The Satanism idea involved claims about the extreme physical and sexual maltreatment said to be inflicted upon children in cult groups. In 1980, the book Michelle Remembers drew attention to the developing idea of ritualized child abuse, and explicitly suggested that the cults involved were Satanic in nature. The pseudonymous Michelle described memories which she claimed to have recalled during therapy in the late 1970s, when she reported sexual and physical atrocities inflicted on her as a child in Vancouver in the early 1950s. This text would shape all subsequent narratives of ritual child abuse, and also legitimized the theory that traumatic events could lie dormant until resurfacing during therapy(2) . 
Several distinct strands of speculation - about Satanism, cult violence, and ritual abuse - merged as a result of one of the most notorious criminal cases of the decade, the mass abuse case at McMartin preschool, which was first reported in the media in 1984. Not for the first time, a cult scare erupted from southern California.
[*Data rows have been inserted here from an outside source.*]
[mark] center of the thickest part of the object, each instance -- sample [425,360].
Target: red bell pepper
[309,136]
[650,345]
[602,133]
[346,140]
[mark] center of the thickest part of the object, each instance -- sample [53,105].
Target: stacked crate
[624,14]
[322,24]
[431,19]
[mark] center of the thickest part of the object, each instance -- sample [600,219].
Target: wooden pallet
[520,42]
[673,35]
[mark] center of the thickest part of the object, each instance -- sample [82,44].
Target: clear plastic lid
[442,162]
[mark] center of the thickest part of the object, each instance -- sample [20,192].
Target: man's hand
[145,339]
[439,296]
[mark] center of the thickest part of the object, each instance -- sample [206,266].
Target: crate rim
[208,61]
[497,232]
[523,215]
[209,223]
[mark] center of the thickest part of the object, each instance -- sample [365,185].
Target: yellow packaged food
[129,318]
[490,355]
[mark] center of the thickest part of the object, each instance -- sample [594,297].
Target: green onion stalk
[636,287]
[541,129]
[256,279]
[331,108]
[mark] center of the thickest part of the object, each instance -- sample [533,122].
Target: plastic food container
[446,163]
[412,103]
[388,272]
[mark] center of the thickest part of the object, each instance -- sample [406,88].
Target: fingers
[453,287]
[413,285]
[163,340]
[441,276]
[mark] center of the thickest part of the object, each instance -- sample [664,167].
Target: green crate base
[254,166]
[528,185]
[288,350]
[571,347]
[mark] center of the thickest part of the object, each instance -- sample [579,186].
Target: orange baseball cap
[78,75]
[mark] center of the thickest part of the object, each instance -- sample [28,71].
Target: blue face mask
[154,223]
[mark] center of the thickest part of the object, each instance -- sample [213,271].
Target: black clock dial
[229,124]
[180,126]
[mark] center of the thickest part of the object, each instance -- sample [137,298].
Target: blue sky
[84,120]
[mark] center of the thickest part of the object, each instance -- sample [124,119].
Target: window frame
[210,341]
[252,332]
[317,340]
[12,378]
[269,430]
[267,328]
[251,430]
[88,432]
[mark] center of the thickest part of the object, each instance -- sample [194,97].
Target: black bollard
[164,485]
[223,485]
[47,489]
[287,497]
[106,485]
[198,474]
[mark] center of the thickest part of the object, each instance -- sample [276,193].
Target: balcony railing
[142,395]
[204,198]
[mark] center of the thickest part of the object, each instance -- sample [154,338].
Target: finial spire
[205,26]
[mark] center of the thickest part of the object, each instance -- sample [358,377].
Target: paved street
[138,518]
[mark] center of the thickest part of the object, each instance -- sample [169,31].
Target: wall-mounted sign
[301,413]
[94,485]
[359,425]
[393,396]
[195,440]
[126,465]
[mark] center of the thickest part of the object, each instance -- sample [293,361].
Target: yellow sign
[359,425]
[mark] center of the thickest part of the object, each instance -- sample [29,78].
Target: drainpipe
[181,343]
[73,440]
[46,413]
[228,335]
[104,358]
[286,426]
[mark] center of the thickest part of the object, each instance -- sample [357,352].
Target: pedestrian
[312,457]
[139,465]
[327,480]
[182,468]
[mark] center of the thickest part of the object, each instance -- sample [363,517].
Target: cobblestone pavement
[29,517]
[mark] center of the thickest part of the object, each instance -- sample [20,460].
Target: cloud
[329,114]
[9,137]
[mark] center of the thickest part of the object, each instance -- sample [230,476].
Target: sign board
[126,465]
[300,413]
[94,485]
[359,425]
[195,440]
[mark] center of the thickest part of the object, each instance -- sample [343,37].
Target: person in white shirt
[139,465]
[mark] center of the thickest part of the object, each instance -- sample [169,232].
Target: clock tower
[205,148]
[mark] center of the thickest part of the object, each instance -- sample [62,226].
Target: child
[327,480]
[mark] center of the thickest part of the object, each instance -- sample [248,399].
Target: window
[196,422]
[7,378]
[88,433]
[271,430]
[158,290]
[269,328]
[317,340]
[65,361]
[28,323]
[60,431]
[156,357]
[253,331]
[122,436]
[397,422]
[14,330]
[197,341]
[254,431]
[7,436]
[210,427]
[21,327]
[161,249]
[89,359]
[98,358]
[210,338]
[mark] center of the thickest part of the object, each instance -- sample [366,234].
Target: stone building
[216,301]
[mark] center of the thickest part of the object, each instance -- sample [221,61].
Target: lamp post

According to prosecutors, hundreds of small children attending this school had been sexually abused by a ring of teachers, often in ritualistic settings involving robes, pentacles, and church altars. Though the McMartin case is now generally recognized as spurious, this affair generated fears that Satanic rings lurked behind the walls of pre-schools and day-care institutions across the country. There would be many subsequent investigations, and a number of equally unfounded criminal charges, with the most outrageous instances occurring at Bakersfield (California), Jordan (Minnesota), Edenton (North Carolina), Martensville (Canada), and Wenatchee (Washington). In each case, it was charged that organized groups of Satanists held ceremonies in which children played a major role. Children were raped and sodomized by large numbers of participants, both male and female, and some infants were mutilated or sacrificed. Sacrificial rituals might involve the drinking of a victim's blood or the eating of his flesh. Other rites involved the consumption of urine or feces. The emphasis on defiling children was said to reflect the view that the most innocent victim was the most satisfying sacrifice to the Lord of Evil. One variant of the story held that women belonging to the cults acted as "breeders" or "brood mares", who bred children specifically to be murdered. 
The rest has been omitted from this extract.